Дуло слегка переместилось, коротко треснуло, и две черных фигурки, бежавших по кладбищу, присели и сгинули между надгробий.
– Во имя Отца, и Сына, и Святого Духа, – сказал Халтура.
К вечеру к кладбищу подошли польские танки. В тесноте улиц до утра шевелились и порыкивали бронированные звери. Один из командиров, в заляпанном маслом штатском костюме и танковом шлеме, хмуро переговаривался с Лесенем. Остальные отрешенно курили, прислонившись к броне. Неожиданно прибыла полевая кухня. Толстая рыжая женщина привезла на тележке огромную кастрюлю с горячей похлебкой – сколько нашлось крупы, картошки и зелени. Танкисты принесли, вскрыли и пожертвовали немецкую тушенку.
Томаш Халтура, сытый и согревшийся, забрался обратно в склеп и обратился к ангельчику, сидящему на крыше:
– А-ла, оа-ла, на ин пала-ка!
– Говори по-польски, – тихо отозвался ангел.
– Я говорю: не бойся, – повторил Халтура и лязгнул пулеметом.
– Тише, тише… – прошептал маленький ангел. – Они спят…

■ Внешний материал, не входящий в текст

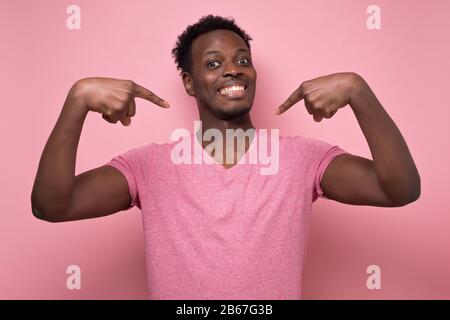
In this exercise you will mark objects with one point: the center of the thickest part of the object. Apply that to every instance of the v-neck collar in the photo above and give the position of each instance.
(198, 149)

На рассвете кладбище взорвалось, вспахалось, и не стало больше ни надгробий, ни печальных цветников. Из подворотен и проемов улиц выскакивали ревущие танки, зрячие башни поворачивались, дула нащупывали жертву. Убитые ложились в мягкую кладбищенскую землю, и Халтура, не переставая стрелять, читал над ними молитву. Он переместился со своим пулеметом ближе к выходу с кладбища, к каменной часовенке, и потому не заметил, как снарядом разметало склеп. В тот самый миг, когда разлетелись на части колонки и купол, ангел-дитя взмахнул крыльями и осторожно поднялся в воздух. Пороховой дым скрыл его из глаз.

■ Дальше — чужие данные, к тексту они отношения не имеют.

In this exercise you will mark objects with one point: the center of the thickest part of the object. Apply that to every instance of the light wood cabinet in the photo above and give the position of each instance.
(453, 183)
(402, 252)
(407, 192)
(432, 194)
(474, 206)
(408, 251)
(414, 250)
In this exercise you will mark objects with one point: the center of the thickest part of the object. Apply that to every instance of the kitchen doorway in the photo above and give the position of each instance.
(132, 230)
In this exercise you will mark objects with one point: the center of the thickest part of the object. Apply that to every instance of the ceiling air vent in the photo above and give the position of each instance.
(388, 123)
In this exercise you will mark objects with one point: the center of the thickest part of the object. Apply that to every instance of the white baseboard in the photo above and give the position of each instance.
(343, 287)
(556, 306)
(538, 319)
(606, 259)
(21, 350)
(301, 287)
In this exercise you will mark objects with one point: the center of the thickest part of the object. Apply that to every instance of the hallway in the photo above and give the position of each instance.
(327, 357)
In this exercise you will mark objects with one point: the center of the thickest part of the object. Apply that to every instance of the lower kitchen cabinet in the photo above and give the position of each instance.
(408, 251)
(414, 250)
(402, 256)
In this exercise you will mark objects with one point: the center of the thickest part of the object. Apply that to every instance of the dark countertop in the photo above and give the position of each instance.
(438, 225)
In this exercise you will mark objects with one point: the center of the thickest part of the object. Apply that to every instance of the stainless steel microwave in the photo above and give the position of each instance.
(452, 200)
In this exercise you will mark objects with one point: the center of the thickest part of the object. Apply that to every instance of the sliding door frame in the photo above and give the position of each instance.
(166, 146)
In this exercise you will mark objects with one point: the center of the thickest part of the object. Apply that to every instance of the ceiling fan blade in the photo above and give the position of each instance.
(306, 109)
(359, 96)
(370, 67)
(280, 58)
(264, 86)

К утру следующего дня Лесень пересчитал своих бойцов и принял решение отходить в Старый город. Отряд тотчас раскололся. Нашелся человек, который, щерясь и переступая с ноги на ногу, словно приплясывая, закричал Константину в лицо:
– А что ты нам предлагаешь, советский прихвостень? Сдаться? Ты не поляк! Да подохни ты!..
Лесень молча положил руки на автомат. Еще десяток отошли от прежнего командира. Тогда Лесень сказал:
– Волю мы временно потеряли.
– Мы будем обороняться! Мы закрепимся на еврейском кладбище!

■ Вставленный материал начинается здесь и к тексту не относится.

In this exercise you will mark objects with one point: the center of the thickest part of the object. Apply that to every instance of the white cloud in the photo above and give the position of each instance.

– На еврейском кладбище нет кустов, и плиты там плоские. Укрыться негде. Вас выметут огнем…
– Мы лучше умрем! – захрипел тот человек.
– Умирайте, – сказал Лесень. Разговор был окончен.
Валерия опять разбудили и долго мучили перевязками, от которых болело все тело, а потом положили на носилки и, ужасно лягая, поволокли. Он злился, потому что это мешало ему спать. Спертый госпитальный воздух сменился свежим. От этого закружилась голова. Валерий стал проваливаться в бесконечную воронку. Его поставили вместе с носилками в машину, там было еще много раненых. Некоторые дышали так, словно натужно смеялись: «Ха!.. Ха!..», другие противно стонали. Валерий вдруг спросил чужим голосом, звучащим откуда-то совершенно не оттуда:
– Мы отступаем?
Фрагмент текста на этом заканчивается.